Odanaka visits skate parks in nearby cities and often skates near

her Top of the World home, though she sticks to the smaller hills.

"I've never charged Park Avenue or anything like that, though I've

been tempted," she said.

She also skates inside.

"I keep the wheels clean," she said. "After all, I am a mom."

Looking for other moms to ride with, Odanaka founded the

International Society of Skateboarding Moms. The group held its first

Mighty Mama Skate-O-Rama on Mother's Day, and though many are Orange

County denizens, women from as far away as Argentina and the

Netherlands, have signed on to the group, Odanaka said.

Her 8-year-old son has not become an avid skateboarder, though her

husband Paul keeps two boards in his car.

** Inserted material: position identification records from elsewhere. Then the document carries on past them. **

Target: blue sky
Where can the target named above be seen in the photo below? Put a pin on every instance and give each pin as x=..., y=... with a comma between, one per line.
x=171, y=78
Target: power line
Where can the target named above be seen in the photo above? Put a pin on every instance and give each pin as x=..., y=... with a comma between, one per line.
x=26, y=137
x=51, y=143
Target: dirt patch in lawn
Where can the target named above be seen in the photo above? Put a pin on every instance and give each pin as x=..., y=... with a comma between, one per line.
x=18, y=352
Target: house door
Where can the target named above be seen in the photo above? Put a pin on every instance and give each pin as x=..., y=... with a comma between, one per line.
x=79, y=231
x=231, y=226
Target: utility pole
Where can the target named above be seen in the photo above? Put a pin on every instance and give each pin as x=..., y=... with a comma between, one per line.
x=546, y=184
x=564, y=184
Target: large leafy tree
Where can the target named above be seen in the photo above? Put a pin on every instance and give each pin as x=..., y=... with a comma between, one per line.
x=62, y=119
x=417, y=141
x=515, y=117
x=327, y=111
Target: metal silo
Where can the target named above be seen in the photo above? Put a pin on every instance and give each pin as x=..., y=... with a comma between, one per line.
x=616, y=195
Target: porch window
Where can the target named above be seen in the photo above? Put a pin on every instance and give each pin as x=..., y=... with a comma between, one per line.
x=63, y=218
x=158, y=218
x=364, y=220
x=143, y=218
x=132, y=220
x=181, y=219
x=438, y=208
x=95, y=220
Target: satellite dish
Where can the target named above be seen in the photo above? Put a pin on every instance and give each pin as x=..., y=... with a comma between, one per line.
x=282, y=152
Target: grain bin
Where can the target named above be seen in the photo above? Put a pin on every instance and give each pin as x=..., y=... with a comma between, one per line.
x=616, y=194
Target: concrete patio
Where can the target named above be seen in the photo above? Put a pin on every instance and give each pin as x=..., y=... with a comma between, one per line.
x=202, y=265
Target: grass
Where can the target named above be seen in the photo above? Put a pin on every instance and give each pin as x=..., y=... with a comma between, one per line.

In North Laguna, riding is a family affair for skater mom Sunny

Elizabeth and her three daughters, two of whom skate competitively.

The family traveled to San Francisco to participate in the All

Girl Skate Jam over the Independence Day weekend, Elizabeth said. Her

youngest daughter, 9-year-old Caity, took second place in her

division.

Caity started skating when she was 3-years-old, after a

psychiatrist recommended to Elizabeth that Caity take Ritalin.

"I said, 'No way man, we're going to go skateboarding,'" Elizabeth

said.

Elizabeth skated as a teenager and got back into the sport when

Caitlin started. Elizabeth's older daughters, 15-year-old Carly and

17-year-old Vienna, took up skating around the same time.